Они опустились друг подле друга на какое-то подгнившее бревно, как когда-то в давней молодости на посиделках, затихли; солнце, еще хорошо гревшее, низилось; закрыв глаза, Нюрка прислонилась к мужу и, несмотря на то что была она его крупнее и выше ростом, чего Фома в молодости стеснялся и старался рядом с женой на людях не появляться, почувствовала сейчас себя беззащитной w слабой.

– Пришел, надо ж, я и думать боялась, – говорила она сквозь невольные счастливые слезы. – Людям одно говорю, а сама оглянусь тайком да поплюю с глазу… Значит, доля такая вышла – уцелеть и домой тебе возвернуться, а нам тебя дождаться.

– А Митяй?

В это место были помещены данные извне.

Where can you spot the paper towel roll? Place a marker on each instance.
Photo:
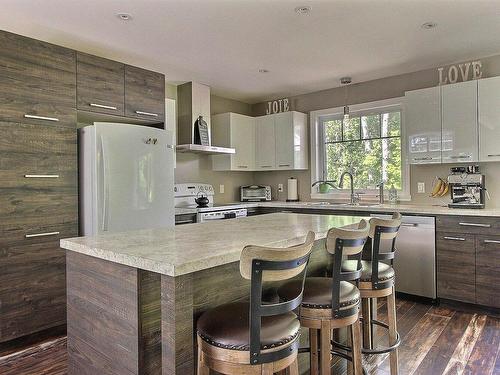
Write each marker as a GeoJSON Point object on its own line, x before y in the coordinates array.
{"type": "Point", "coordinates": [292, 190]}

Двадцать лет, значит, всего и жить ему?

– Молчи, Фома, не надо, не накликай грех. Если бы никто не пришел, тогда что? Молчи, девки поднялись… одна другой лучше.

– Девки что, подойдет срок, только их увидишь, – вздохнул Фома. – Сынок-то, корень родовой, подрублен напрочь, нам с тобой мужика больше не взрастить, – Фома глянул искоса на руки жены, сплошь в крупных узловатых венах, переменил разговор: – Что, Нюра, хорошее я тебе мыло спроворил из вражеской Германии? – спросил он с довольной усмешкой. – Ну, чего молчишь?

– Ох, Фома, – сказала Нюрка, жалко моргая. – Продали мы то мыльце с Танюхой на базаре, письмецо-то запоздало.

Туго вскочив с бревна, Фома страдальчески сморщился и непонимающе уставился на жену; пожалуй, с такой скоростью прыгал он только с катушкой за спиной в первую попавшуюся рытвину или воронку, когда бежал через взлохмаченное взрывами открытое пространство, какой-то потаенной стороной сознания угадывая наиболее опасные, смертоносные места.

– Мыльце? Мыльце, говоришь? – крикнул Фома высоким, срывающимся фальцетом. – Это же золотое мыльце было!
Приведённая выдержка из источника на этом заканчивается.